Python Dictionaries: The Data Structure You'll Use Every Day
Learn how to use Python dictionaries effectively. This guide covers creating, accessing, updating, looping, and common methods every Python developer needs to know.
If I had to pick one Python data structure to teach a beginner first, it would be Python dictionaries. They map keys to values, they’re fast, and they show up everywhere — JSON data, function arguments, database rows, configuration. Understanding dictionaries deeply will make you a better Python developer.
Creating and Accessing Dictionaries
A dictionary is defined with curly braces and key-value pairs:
user = {
"name": "Kaikobud",
"age": 28,
"city": "Dhaka",
"skills": ["Python", "Go", "Docker"]
}
# Access by key
print(user["name"]) # Kaikobud
# Safe access with .get() — returns None if key doesn't exist
print(user.get("email")) # None
print(user.get("email", "not set")) # "not set"
Always prefer .get() when a key might not exist — accessing a missing key with user["email"] raises a KeyError.

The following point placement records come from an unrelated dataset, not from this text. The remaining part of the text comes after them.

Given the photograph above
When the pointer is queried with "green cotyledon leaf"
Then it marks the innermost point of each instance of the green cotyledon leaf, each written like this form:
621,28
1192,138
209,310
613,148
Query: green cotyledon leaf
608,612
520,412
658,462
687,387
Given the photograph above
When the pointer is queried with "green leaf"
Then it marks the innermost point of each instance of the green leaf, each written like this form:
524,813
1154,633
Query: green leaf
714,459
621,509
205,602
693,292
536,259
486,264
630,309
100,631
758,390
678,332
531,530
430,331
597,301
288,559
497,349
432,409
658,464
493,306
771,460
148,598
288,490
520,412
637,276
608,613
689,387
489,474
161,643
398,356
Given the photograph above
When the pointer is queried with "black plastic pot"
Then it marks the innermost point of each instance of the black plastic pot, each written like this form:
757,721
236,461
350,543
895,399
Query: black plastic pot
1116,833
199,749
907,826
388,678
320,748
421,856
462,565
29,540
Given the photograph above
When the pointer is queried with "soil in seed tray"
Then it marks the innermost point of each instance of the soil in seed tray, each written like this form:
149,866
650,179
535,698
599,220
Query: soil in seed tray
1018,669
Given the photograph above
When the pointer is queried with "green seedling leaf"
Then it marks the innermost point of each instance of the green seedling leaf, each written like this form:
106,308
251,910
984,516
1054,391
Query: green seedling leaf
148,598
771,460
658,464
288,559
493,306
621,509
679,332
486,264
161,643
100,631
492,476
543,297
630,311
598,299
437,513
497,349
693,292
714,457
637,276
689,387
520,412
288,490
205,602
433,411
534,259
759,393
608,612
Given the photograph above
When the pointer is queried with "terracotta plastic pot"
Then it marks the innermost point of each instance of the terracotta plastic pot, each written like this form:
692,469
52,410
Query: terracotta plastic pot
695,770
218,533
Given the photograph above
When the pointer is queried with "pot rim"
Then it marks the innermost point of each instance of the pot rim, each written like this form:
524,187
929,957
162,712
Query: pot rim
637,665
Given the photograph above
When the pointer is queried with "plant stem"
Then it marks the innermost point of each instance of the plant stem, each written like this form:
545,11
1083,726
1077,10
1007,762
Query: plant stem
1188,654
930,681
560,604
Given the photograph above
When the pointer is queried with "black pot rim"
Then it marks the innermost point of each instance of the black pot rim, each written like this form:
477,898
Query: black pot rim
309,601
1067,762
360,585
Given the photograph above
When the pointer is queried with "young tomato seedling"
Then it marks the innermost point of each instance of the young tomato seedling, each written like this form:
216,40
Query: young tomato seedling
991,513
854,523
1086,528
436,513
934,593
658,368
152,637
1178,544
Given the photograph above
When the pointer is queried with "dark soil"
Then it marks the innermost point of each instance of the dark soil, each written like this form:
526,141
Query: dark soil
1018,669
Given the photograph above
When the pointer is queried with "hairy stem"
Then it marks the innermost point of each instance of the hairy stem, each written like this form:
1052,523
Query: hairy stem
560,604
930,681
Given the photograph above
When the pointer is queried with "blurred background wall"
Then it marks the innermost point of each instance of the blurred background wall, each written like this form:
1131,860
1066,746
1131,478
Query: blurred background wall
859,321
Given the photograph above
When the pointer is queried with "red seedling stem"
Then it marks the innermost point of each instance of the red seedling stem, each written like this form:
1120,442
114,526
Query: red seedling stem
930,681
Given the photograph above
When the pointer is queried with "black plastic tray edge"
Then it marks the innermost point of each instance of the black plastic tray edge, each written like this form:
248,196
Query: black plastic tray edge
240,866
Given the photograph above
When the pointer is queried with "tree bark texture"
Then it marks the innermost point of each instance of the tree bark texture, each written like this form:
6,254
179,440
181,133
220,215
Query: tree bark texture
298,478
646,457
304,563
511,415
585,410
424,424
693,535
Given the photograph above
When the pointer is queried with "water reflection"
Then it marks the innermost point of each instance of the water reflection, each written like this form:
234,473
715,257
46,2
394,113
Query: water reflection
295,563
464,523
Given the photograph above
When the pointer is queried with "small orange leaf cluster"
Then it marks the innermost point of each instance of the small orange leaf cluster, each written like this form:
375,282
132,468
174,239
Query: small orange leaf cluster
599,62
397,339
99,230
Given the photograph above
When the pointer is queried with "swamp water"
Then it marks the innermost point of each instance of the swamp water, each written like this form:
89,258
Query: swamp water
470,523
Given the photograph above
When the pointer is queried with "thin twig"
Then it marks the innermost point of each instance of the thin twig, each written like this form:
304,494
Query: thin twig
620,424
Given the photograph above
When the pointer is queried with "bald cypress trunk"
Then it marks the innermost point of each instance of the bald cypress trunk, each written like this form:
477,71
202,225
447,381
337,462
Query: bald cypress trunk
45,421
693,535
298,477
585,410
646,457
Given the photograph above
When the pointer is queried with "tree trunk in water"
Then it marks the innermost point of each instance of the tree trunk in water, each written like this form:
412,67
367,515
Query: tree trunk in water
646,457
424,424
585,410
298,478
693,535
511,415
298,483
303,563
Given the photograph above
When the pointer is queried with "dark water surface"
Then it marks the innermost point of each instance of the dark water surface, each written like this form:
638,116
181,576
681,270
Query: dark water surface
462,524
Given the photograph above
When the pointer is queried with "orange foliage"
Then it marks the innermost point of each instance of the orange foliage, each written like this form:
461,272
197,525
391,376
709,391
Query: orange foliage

Adding, Updating, and Removing Items
# Add a new key
user["email"] = "kai@kaiko.dev"
# Update an existing key
user["age"] = 29
# Remove a key
del user["city"]
# Remove and return a value
age = user.pop("age")
# Check if a key exists
if "email" in user:
print("Email found")
Looping Over Dictionaries
# Loop over keys (default)
for key in user:
print(key)
# Loop over values
for value in user.values():
print(value)
# Loop over key-value pairs — the most common pattern
for key, value in user.items():
print(f"{key}: {value}")
Dictionary Comprehensions
Just like list comprehensions, you can build dictionaries in one line:
numbers = [1, 2, 3, 4, 5]
squares = {n: n ** 2 for n in numbers}
# {1: 1, 2: 4, 3: 9, 4: 16, 5: 25}
Conclusion
Python dictionaries are the backbone of data handling in Python. They’re used in API responses, function kwargs, configuration objects, and almost every non-trivial program. Get comfortable with .get(), .items(), and dictionary comprehensions — you’ll use all three constantly.